In the late 1800s, American hospitals began establishing nursing departments to train nurses in support of their workforce needs. Saint Luke’s College of Health Sciences was founded as part of this trend and for more than a century it responded to the needs of patients, hospitals, and the health care industry by increasing degree offerings growing from a diploma in nursing to a Bachelor’s of Science in Nursing and Master’s of Science in Nursing degrees. For the first time in 115 years, the College expanded degree offerings by launching associate degrees in allied health and a full general education program in 2018. Today the College is preparing more than 700 students representing diverse backgrounds and cultures for careers throughout the health care continuum.

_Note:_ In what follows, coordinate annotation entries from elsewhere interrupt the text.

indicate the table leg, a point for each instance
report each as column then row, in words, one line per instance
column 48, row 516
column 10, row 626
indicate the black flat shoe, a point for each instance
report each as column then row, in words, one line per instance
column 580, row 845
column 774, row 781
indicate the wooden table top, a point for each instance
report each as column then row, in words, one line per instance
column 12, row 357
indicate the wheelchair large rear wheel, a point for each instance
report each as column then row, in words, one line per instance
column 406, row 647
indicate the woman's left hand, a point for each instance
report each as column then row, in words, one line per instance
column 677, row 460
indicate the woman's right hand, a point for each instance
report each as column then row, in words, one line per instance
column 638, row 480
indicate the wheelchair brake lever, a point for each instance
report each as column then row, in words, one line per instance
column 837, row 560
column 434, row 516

Saint Luke’s Hospital of Kansas City opened a department of nursing in 1903. In 1946 the Hospital opened a four-story building that included classrooms, laboratories, a library, offices, and residential space for approximately 200 students.
In 1985, the nursing faculty conducted an in-depth study of the issues and challenges facing nursing education in the 21st century and the needs of the health profession and prepared the College to offer a Bachelor’s of Science in Nursing beginning fall 1991. The diploma program ended with the last class of graduates in 1992. Since 1906, 3,047 students have graduated with nursing diplomas.

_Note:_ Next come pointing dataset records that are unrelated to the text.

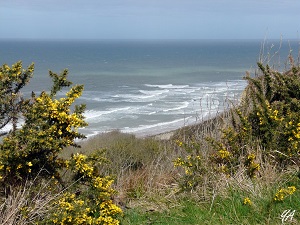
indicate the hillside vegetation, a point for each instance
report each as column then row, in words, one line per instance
column 240, row 167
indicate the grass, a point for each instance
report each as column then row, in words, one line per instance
column 149, row 193
column 211, row 183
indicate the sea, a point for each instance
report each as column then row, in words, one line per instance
column 146, row 87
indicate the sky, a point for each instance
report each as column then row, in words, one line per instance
column 149, row 19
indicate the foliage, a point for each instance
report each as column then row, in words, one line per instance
column 88, row 200
column 267, row 118
column 49, row 126
column 33, row 153
column 11, row 102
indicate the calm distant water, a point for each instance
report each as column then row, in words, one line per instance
column 143, row 87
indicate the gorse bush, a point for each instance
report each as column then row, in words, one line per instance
column 32, row 152
column 49, row 126
column 266, row 121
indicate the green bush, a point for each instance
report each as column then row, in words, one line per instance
column 32, row 153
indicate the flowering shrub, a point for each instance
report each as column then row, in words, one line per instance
column 49, row 126
column 283, row 193
column 92, row 203
column 193, row 165
column 247, row 201
column 33, row 152
column 267, row 118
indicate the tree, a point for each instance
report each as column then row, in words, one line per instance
column 12, row 80
column 49, row 125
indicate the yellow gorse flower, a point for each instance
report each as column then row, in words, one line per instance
column 247, row 201
column 284, row 192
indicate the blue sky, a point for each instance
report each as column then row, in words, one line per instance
column 149, row 19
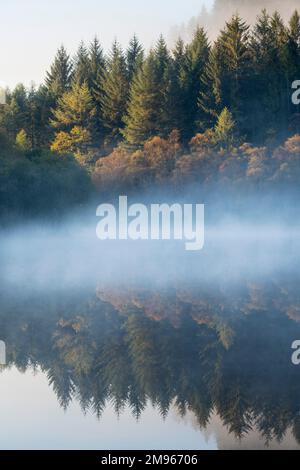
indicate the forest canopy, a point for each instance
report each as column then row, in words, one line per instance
column 202, row 112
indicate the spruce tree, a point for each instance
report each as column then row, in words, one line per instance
column 227, row 75
column 97, row 70
column 58, row 79
column 144, row 111
column 115, row 90
column 82, row 66
column 75, row 108
column 196, row 58
column 134, row 57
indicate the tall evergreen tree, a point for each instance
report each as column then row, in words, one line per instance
column 134, row 57
column 82, row 66
column 196, row 58
column 97, row 71
column 58, row 79
column 144, row 111
column 227, row 75
column 115, row 86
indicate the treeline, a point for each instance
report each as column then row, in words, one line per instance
column 236, row 90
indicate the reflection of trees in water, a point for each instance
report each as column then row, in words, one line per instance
column 220, row 351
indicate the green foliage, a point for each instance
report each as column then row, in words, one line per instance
column 115, row 88
column 22, row 141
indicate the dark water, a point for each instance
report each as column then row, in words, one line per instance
column 145, row 346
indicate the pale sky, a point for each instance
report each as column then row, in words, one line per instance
column 32, row 30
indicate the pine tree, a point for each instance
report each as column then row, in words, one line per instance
column 82, row 66
column 227, row 75
column 58, row 79
column 134, row 57
column 114, row 99
column 22, row 141
column 97, row 71
column 74, row 121
column 196, row 58
column 97, row 61
column 225, row 129
column 143, row 117
column 178, row 107
column 75, row 108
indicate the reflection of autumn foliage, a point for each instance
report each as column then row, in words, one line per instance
column 204, row 350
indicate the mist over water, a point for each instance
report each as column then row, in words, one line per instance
column 258, row 240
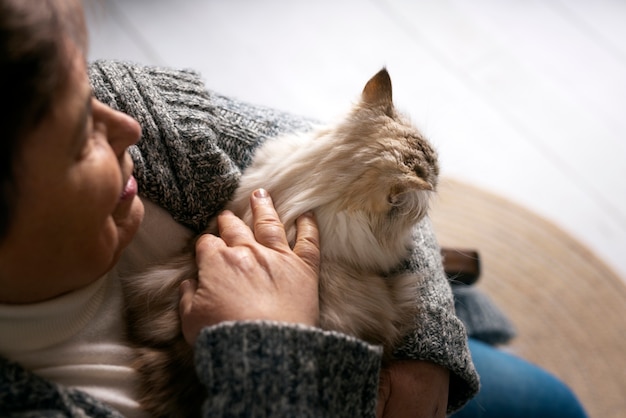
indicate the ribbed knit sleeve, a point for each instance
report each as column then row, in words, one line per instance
column 269, row 369
column 196, row 143
column 439, row 335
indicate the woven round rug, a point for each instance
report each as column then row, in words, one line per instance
column 567, row 306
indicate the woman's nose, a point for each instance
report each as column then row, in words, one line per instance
column 122, row 130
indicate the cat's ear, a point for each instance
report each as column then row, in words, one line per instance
column 377, row 91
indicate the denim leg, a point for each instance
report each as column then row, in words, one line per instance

On August 29, 2010, the College was renamed Saint Luke’s College of Health Sciences in conjunction with a change to a private, not-for-profit corporation status with Saint Luke’s Hospital of Kansas City the single shareholder. Five years later, the Collegiate Commission on Collegiate Nursing Education accredited the master’s degree in nursing and post-graduate APRN certificate program. The College now offers masters of nursing degrees and certificates in family nurse practitioner, adult-gerontology acute care nurse practitioner, and nurse educator.
In 2018, the College expanded degree offerings with an associate of science in allied health and medical assisting degrees and an associate of arts in allied health degree. In addition to these new program offerings, the College launched a general education core focused on health care and framed through the perspective of multiculturalism.